简体   繁体   English

在列表理解中使用 next

[英]using next in a list comprehension

I'm trying to do something quite simple, which I have probably overcomplicated:我正在尝试做一些非常简单的事情,但我可能过于复杂了:

This is the problem:这就是问题:

Let's say you are living in a controlled economy where there is a baker in town, and every day he bakes a certain number of loaves of bread.假设您生活在一个受控制的经济中,镇上有一个面包师,他每天烤一定数量的面包。 The people in the town queue up to buy a loaf of bread (you can only buy one loaf).镇上的人排队买一条面包(你只能买一条)。

There are more people in the queue than loaves of bread available.排队的人比提供的面包还多。 Everyone in the queue gets a ticket for the number that they are in the queue to prevent queue jumping, but they are the same order every single day (keeping it simple).队列中的每个人都会得到一张他们在队列中的号码的票,以防止队列跳跃,但他们每天都是相同的顺序(保持简单)。 The bread is ready at different times each day, and some people in the queue need to be at work, if the bread isn't ready before they have to leave for work, they leave the queue and the next person in line takes their place.面包每天在不同的时间准备好,队列中的一些人需要上班,如果在他们不得不离开上班之前面包没有准备好,他们会离开队列,排队的人代替他们. But they still have their original queue ticket.但他们仍然有他们原来的排队票。 The values in the original list are the number of hours before the person in the queue has to leave for work原始列表中的值是队列中的人必须离开去上班之前的小时数

I want to know what is the number on the last ticket given to the baker each day before he runs out of loaves of bread.我想知道他每天在面包用完之前发给他的最后一张票上的号码是多少。

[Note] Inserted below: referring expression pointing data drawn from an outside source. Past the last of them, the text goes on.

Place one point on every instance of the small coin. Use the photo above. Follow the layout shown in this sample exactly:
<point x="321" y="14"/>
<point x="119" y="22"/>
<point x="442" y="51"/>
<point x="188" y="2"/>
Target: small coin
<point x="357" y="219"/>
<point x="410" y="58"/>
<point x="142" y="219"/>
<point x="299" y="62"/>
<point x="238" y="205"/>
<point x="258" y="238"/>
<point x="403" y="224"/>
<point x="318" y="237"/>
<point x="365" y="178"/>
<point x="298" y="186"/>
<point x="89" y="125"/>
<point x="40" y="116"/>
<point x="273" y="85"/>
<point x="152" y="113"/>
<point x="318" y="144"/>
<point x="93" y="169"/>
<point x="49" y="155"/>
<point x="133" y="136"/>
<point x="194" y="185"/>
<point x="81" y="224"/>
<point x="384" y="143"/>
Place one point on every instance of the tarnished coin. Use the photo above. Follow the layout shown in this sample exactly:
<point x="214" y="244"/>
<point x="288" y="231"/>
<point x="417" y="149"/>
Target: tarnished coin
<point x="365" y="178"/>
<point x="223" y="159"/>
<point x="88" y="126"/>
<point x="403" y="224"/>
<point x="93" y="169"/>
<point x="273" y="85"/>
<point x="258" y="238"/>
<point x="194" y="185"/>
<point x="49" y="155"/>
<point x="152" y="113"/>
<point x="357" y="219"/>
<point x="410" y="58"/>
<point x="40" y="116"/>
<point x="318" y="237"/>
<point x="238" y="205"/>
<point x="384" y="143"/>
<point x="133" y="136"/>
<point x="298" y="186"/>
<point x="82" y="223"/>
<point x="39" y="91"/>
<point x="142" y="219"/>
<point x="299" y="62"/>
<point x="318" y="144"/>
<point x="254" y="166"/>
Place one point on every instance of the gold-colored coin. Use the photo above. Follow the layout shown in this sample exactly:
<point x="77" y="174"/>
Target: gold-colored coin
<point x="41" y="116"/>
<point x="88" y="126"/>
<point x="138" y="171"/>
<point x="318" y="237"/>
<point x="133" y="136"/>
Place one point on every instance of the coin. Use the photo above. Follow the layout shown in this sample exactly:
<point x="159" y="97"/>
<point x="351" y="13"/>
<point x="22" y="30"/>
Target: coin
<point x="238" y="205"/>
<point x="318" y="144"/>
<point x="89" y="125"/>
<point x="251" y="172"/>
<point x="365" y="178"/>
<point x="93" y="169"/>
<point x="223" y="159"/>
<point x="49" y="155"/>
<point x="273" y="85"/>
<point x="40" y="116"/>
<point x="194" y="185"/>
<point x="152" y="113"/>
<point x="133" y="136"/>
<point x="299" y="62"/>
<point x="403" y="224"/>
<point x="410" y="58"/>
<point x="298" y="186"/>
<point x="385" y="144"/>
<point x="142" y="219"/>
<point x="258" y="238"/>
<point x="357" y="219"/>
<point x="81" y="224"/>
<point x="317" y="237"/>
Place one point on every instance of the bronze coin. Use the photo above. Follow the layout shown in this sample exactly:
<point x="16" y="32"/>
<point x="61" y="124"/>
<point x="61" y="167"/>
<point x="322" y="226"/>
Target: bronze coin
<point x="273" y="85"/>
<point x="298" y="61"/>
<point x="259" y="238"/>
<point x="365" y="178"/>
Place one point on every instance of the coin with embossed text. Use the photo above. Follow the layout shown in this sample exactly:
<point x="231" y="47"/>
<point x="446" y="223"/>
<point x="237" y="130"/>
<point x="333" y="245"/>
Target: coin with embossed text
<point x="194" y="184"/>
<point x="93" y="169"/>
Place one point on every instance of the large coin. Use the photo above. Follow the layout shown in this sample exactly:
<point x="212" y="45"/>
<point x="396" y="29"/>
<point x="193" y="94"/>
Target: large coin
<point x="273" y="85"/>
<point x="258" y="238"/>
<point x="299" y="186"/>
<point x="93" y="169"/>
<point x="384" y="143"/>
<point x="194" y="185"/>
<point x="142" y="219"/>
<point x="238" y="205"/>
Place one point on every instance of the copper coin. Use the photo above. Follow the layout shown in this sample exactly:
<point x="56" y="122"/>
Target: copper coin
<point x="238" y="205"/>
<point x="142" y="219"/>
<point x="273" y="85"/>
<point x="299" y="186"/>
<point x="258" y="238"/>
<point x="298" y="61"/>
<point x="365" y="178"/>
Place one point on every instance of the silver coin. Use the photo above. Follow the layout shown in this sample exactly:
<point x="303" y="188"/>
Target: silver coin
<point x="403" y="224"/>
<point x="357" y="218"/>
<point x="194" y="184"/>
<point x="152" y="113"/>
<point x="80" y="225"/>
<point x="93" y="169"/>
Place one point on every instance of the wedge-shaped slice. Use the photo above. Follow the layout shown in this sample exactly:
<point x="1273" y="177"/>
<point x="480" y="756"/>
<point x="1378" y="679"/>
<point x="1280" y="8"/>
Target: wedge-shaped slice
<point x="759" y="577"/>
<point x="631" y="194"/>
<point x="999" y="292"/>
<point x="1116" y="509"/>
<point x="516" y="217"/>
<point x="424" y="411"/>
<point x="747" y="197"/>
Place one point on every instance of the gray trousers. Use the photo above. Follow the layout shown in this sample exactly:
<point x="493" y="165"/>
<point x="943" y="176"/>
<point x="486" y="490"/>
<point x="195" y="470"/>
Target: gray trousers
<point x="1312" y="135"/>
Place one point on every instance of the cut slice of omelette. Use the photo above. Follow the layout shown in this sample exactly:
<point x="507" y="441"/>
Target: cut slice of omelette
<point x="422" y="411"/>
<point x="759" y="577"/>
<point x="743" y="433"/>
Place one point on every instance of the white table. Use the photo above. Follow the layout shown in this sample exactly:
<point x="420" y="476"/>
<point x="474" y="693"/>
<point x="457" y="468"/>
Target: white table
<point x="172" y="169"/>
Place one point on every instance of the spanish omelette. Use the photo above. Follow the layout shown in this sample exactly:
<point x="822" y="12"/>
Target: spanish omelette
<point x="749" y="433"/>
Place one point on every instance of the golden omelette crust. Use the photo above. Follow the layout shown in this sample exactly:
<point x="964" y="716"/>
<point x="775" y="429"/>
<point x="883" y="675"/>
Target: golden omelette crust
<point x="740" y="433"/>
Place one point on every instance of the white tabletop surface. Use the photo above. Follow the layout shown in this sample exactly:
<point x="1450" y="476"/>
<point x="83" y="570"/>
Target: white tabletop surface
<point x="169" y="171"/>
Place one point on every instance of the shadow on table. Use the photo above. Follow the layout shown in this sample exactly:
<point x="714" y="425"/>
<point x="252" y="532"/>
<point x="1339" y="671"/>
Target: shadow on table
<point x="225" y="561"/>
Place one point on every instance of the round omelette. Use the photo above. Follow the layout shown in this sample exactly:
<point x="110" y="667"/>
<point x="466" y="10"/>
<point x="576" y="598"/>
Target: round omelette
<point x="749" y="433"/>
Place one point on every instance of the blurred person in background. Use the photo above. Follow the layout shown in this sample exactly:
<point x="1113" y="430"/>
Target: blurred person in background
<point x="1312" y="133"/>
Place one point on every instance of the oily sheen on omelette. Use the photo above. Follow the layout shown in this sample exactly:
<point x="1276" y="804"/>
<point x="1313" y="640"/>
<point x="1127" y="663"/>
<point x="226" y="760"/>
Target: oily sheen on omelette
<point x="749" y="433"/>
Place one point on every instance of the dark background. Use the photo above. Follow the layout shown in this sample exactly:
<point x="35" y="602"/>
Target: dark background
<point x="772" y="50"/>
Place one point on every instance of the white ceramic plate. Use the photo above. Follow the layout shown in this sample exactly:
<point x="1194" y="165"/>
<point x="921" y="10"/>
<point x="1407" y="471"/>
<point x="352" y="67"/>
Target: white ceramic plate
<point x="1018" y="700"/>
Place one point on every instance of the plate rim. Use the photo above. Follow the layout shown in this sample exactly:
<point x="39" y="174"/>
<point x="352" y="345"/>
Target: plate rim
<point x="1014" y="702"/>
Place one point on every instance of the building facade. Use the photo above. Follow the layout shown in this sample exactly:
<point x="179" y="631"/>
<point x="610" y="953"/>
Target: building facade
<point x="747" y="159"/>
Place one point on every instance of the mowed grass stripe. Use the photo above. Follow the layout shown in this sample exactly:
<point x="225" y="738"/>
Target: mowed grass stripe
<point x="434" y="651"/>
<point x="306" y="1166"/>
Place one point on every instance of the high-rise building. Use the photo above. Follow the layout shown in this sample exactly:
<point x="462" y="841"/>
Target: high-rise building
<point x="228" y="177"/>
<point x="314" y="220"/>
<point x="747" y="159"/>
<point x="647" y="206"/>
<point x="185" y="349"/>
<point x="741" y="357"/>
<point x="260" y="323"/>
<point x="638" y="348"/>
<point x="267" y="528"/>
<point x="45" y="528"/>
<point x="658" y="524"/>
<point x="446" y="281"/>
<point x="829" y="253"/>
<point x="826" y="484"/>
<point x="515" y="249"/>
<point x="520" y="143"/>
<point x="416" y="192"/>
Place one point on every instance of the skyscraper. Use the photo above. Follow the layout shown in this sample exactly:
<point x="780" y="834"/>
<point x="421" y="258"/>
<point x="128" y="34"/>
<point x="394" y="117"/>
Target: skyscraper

I can get my existing code to work for relatively small numbers of people, but if there are millions of people, lots of days (planned economies plan for 5 years ahead), you get the picture.我可以让我现有的代码适用于相对较少的人,但如果有数百万人,很多天(计划经济计划提前 5 年),你就会明白。

def BakerQueue(loaves, people, bake_time):
    got_some_bread = []
    for b in bake_time:
        counter = 0
        for p in range(len(people)):
            if people[p] >= b:
                counter += 1
                if counter == loaves:
                    got_some_bread.append(p + 1)
                    counter = 0
                    break
                elif p == len(people) - 1:
                    got_some_bread.append(0)
                    break
            elif counter < loaves and p == len(people) - 1:
                got_some_bread.append(0)
                counter = 0
    return got_some_bread

You can use this to run the code: in this example, there are 3, 18 people in the list, and different bake times for each of the days in a week, so on the first day, ticket 1, 2, 3 get loaves, on the second day 2,3,4 get loaves, on the third day, 7, 9 and 15 get loaves.你可以用它来运行代码:在这个例子中,列表中有 3、18 个人,一周中每一天的烘焙时间不同,所以在第一天,票 1、2、3 得到面包, 第二天 2,3,4 得到面包,第三天,7, 9 和 15 得到面包。 I only care about who gets the last loaf on each day which is what the function is returning.我只关心每天谁拿到最后一条面包,这就是函数返回的内容。

BakerQueue(3, [1, 4, 4, 3, 1, 2, 6, 1, 9, 4, 4, 3, 1, 2, 6, 9, 4, 5, 8],[1, 2, 5, 4, 5, 4, 7])

This will return as expected这将按预期返回

[3, 4, 15, 7, 15, 7, 19]

Essentially, I want to prioritise the index level of a list and pop any values that are greater than another value本质上,我想优先考虑列表的索引级别并弹出任何大于另一个值的值

I have a list: my_list = [1, 4, 4, 3, 1, 2, 6] and I want to maintain it's index priority so I have enumerated both index and value into a new list:我有一个列表: my_list = [1, 4, 4, 3, 1, 2, 6]并且我想保持它的索引优先级,所以我将索引和值都枚举到了一个新列表中:

my_list_of_tuples = [(i, j) for i, j in enumerate(my_list)]

This gives me: [(0, 1), (1, 4), (2, 4), (3, 3), (4, 1), (5, 2), (6, 6)]这给了我: [(0, 1), (1, 4), (2, 4), (3, 3), (4, 1), (5, 2), (6, 6)]

I then convert this into a heap然后我将其转换为堆

heapq.heapify(my_list_of_tuples)

Now, I want to check whether the value at the top of the heap is greater than the iterated constant in a separate list I want to iterate through.现在,我想检查堆顶部的值是否大于我要迭代的单独列表中的迭代常量。 If it is, I want to pop it from the heap heapq.heappop(my_list_of_tuples)如果是,我想从堆中弹出heapq.heappop(my_list_of_tuples)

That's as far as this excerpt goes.